Tuesday 22 May 2012

Foundations


While one shouldn’t expect to fully understand gods, or fiction for that matter, Xenoblade has detailed to some extent its twist on physics.  This aspect is ether, and it pours out of the Bionis, bubbling and shimmering in the air all around.  Every living thing, and just about every mechanical thing, is made of ether, and mastering it is the key to power in this world.

For the Nopon, and many natural races, ether is collected in pollen, and that is made into useful tools.  Pollen lamps are strewn about their Frontier Village like Christmas lights, and the side quests for Zazadan to turn a Red Pollen orb into a delicacy of food suggests more culinary uses for the pollen.

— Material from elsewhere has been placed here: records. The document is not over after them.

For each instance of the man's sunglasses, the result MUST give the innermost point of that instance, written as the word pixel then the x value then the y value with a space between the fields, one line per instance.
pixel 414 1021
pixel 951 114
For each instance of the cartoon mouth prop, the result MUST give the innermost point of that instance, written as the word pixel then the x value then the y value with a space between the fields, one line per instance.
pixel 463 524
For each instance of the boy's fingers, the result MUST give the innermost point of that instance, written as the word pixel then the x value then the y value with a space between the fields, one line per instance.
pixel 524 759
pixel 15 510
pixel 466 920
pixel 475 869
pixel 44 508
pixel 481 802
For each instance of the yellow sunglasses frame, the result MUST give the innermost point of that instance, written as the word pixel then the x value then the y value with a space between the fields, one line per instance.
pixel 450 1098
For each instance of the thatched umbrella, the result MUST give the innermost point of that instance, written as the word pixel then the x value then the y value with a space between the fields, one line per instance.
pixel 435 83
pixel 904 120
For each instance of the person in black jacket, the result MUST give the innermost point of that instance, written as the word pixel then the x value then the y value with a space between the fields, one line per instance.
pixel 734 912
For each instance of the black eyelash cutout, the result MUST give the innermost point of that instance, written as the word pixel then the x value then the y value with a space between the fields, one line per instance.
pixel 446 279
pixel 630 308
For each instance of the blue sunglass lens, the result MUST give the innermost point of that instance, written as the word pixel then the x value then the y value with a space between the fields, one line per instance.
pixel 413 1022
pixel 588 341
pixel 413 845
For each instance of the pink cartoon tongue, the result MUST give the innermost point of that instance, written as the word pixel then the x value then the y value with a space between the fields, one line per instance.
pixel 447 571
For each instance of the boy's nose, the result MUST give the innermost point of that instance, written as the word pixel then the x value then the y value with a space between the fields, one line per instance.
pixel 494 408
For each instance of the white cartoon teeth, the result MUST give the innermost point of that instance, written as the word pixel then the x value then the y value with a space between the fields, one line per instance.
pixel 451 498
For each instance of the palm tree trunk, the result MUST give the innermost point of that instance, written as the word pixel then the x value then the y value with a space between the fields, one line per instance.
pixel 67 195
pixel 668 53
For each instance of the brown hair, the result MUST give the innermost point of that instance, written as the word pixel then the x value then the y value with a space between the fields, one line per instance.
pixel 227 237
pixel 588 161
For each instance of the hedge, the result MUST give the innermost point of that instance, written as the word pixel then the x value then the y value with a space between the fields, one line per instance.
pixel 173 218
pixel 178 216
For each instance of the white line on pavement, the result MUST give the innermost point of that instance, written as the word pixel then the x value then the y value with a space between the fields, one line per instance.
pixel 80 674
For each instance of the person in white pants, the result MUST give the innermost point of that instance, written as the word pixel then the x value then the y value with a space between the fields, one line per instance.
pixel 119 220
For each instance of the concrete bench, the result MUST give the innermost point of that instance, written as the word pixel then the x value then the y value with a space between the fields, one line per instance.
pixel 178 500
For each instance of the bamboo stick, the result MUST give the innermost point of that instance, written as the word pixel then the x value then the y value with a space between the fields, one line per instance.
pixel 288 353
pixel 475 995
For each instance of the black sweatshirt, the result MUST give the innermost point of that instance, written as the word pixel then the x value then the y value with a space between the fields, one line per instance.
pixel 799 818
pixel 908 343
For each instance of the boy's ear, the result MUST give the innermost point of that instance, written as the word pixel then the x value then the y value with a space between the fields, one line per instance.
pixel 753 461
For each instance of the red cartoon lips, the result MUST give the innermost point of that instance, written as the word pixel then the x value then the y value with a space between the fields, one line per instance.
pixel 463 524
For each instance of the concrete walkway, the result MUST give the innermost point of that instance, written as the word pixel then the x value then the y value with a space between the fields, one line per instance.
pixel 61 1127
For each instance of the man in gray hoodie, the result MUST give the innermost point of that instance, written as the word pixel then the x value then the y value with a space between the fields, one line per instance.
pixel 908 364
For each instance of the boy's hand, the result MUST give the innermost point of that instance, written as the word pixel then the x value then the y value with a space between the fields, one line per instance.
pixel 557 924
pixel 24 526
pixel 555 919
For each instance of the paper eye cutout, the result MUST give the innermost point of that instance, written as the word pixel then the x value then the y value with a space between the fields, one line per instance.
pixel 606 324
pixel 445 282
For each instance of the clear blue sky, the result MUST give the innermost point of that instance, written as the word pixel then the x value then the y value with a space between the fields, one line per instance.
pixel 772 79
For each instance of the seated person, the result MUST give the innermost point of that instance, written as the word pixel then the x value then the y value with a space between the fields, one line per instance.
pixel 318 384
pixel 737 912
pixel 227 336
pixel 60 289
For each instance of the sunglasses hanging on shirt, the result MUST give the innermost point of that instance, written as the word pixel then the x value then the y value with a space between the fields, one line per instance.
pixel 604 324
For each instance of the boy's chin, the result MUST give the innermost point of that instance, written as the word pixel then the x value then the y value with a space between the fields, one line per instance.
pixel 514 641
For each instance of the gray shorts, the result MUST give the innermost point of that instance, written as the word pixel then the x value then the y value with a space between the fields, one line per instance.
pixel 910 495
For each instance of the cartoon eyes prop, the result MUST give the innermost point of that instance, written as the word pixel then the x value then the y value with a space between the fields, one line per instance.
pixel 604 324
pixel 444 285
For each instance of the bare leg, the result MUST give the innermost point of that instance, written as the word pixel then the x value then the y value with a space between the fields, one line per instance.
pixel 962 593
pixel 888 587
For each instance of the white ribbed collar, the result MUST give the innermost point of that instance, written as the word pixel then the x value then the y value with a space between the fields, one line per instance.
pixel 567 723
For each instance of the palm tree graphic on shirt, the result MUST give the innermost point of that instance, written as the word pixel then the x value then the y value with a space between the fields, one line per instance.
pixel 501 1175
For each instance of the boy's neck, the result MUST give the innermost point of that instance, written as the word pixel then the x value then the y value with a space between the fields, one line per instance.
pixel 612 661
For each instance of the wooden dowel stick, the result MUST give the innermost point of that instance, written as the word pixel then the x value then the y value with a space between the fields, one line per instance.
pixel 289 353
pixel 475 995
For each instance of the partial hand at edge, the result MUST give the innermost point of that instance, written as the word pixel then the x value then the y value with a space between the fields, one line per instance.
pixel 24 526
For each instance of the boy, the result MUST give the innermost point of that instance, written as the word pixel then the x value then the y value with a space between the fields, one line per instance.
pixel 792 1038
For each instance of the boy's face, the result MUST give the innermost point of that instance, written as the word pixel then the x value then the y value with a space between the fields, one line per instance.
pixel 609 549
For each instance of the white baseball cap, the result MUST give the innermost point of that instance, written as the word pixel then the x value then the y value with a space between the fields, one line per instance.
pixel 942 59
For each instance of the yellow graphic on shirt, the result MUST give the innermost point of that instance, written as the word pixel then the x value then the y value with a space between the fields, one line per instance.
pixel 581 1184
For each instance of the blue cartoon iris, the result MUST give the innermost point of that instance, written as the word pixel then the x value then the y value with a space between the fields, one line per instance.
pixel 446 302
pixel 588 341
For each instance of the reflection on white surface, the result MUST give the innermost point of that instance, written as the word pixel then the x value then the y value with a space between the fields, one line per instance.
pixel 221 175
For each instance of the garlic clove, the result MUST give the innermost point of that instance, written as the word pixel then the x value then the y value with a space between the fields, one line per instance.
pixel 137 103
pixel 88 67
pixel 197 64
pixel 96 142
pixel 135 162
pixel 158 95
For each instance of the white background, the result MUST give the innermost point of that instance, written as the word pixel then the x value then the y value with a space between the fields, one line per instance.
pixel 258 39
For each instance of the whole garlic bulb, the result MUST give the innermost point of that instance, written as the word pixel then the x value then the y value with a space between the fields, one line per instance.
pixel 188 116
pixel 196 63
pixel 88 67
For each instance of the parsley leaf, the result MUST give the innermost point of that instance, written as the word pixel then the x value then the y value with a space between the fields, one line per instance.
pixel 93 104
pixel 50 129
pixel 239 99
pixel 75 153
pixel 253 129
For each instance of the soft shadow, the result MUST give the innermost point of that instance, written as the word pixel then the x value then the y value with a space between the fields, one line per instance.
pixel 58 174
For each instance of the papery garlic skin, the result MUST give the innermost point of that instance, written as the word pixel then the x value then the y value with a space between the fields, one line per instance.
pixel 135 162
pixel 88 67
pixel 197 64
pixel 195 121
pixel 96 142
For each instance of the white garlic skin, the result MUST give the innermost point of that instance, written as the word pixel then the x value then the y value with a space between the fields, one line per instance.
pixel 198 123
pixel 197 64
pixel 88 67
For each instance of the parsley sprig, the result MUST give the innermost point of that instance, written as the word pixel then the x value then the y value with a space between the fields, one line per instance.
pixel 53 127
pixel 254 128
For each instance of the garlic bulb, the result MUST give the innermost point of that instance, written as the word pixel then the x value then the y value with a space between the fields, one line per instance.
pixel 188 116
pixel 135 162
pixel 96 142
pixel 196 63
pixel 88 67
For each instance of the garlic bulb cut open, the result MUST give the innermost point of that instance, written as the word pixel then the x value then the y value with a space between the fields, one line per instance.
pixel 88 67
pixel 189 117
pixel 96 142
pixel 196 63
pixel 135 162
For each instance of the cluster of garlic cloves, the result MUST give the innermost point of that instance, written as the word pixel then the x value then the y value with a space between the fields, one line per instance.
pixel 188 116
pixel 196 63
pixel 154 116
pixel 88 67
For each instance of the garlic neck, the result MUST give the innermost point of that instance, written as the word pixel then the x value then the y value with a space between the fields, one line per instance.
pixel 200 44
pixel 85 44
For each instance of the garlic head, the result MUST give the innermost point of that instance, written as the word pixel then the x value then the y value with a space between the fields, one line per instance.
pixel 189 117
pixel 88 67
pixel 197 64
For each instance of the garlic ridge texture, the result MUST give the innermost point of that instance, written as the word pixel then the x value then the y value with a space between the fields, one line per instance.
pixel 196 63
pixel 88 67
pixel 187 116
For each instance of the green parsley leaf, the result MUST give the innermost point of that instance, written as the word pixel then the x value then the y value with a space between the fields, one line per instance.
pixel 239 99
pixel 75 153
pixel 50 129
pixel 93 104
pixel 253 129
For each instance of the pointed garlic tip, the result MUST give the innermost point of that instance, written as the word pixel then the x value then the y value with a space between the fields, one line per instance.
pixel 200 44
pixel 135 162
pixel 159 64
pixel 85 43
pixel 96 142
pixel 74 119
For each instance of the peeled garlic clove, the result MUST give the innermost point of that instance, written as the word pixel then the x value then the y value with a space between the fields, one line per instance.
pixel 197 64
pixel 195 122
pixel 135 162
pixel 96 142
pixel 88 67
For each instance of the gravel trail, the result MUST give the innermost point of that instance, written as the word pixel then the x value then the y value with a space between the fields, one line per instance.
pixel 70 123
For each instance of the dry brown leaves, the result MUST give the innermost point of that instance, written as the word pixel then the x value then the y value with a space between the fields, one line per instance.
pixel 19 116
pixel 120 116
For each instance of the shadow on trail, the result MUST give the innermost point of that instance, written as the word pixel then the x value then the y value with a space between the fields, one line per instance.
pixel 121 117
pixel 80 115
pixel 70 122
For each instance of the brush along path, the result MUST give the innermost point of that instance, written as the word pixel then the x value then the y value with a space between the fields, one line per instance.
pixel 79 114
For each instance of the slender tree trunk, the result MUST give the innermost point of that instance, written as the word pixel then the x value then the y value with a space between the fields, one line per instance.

High Entia possess a rare and coveted ability to manipulate ether currents directly, as a mage would magic in another universe.  Ether sorcerers, or so I call them for their limited number even among High Entia, possess a connection with the currents of ether that is quite rare.  There are no “wizards,” though the universe is filled with scholars of every kind, ether manipulation is a talent that you either have or you don’t; it can’t be learned.  It can, however, be put into a tool.  Ether cylinders are the default power sources, the “tanks of gas” in this universe, and an entire trading vessel of High Entian origin crashed into the cliffs above Colony 9 in the undefined past, causing the Homs to standardize their machines to this power source every bit as the High Entia have done.

Speaking of the Homs, their technology is a hodge podge of original and copied designs; few homs care to remember where each successive good idea came from, but just to accept that they have them now.  Homs are carefree in this way, but also appear irreverent, even a little arrogant.  Where applied, their designs are much simpler, more direct and applied, than the subtle manipulations favored by other races.  Guns fire Thunder bullets, Heat applications raise the temperature, and ice ether cools food stores.

The Machina are possibly the oldest extant civilization, and many living Machina have lived and practices their arts for centuries, some millennia.  Their access, and affinity, for ether controlling machines leads them to develop tools smaller and more portable than other races, consuming less power, and delivering more kick.  All the same, when Egil was outfitting his Face Mechon for an assault on the peoples of the Bionis, he found it more efficient to build ether cannons and radios big, and build the large Face mech frames around them.  I might yet have fun creating a racial variant of the Machina artificer who casts spells as easily as a Wizard.  A spare few may survive with the ability to manipulate ether directly, but the Machina philosophy of machines supporting, and become integral to, every part of a person means that all such sorcerers would focus on artificer studies.

How the gods themselves set to controlling ether is unknown, except in the example of the Monado.  The Blade is essentially a one of a kind masterwork tool for channeling and manipulating ether flows, and thus, all of reality.  There are now 6 prototypes, each doing the same job, but none able to do it as well as the masterwork Monado.  There may be reasons for this, as two Monados are somehow connected with both Zansa and Meyneth; as though the word Monado at once means the physical object found with Shulk and the intangible divine will of the gods.  It is a pretty significant plot point (spoiler alert) that Shulk needs to channel the “third Monado” to defeat Zansa, and a blade of ether takes shape in his hands for the purpose.

The Machina have a belief that machines become a part of a person’s soul, extensions of their will.  It is a perfectly reasonable believe for a race of cyborgs.  If the Monado is an extension of Zansa’s will, as Shulk’s “true Monado” is of his will, then the physical device is merely an antenna, or channeling rod, for projecting that will.

 I just stepped way into this world’s theology didn’t I?  Perhaps a little too deep, eh?